Secondary (or additional) findings are genetic alterations considered to be medically actionable but unrelated to the primary indication for testing (e.g., BRCA1 indicating increased risk for breast cancer). Currently in the UK there is no existing guidance that recommends the prospective identification of sequence variants of secondary significance in known disease-associated genes when testing is performed for a prenatal indication. Guidance issued by the ACMG relating to the use of genetic sequencing performed postnatally recommends that diagnostic laboratories actively look for and report on pathogenic variants in 59 genes predominantly related to cancer predisposition and cardiac disease . Patients recruited to the UK 100,000 Genome Project have been given the option to receive information on additional findings. Primary results are currently being returned to participants in this study, and in time secondary findings will also be fed back to participants who “opted in” to receiving this information. Insight into how this process is managed, and the implications for the families involved, will hopefully inform future best practice guidance relating to the management of secondary findings in the context of prenatal diagnostics.
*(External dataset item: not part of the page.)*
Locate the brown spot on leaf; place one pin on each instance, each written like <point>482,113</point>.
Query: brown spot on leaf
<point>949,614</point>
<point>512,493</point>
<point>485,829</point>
ICFs are unexpected discoveries that are unrelated to the primary indication for testing and not medically actionable (e.g., childhood disorders). Currently, ICFs are unlikely to be reported, although guidance for the management of ICFs identified as a result of prenatal testing is not yet available. The use of trio prenatal sequencing approaches also has the potential to reveal both nonpaternity and parental consanguinity, adding a further dimension on the complexity of prenatal WES.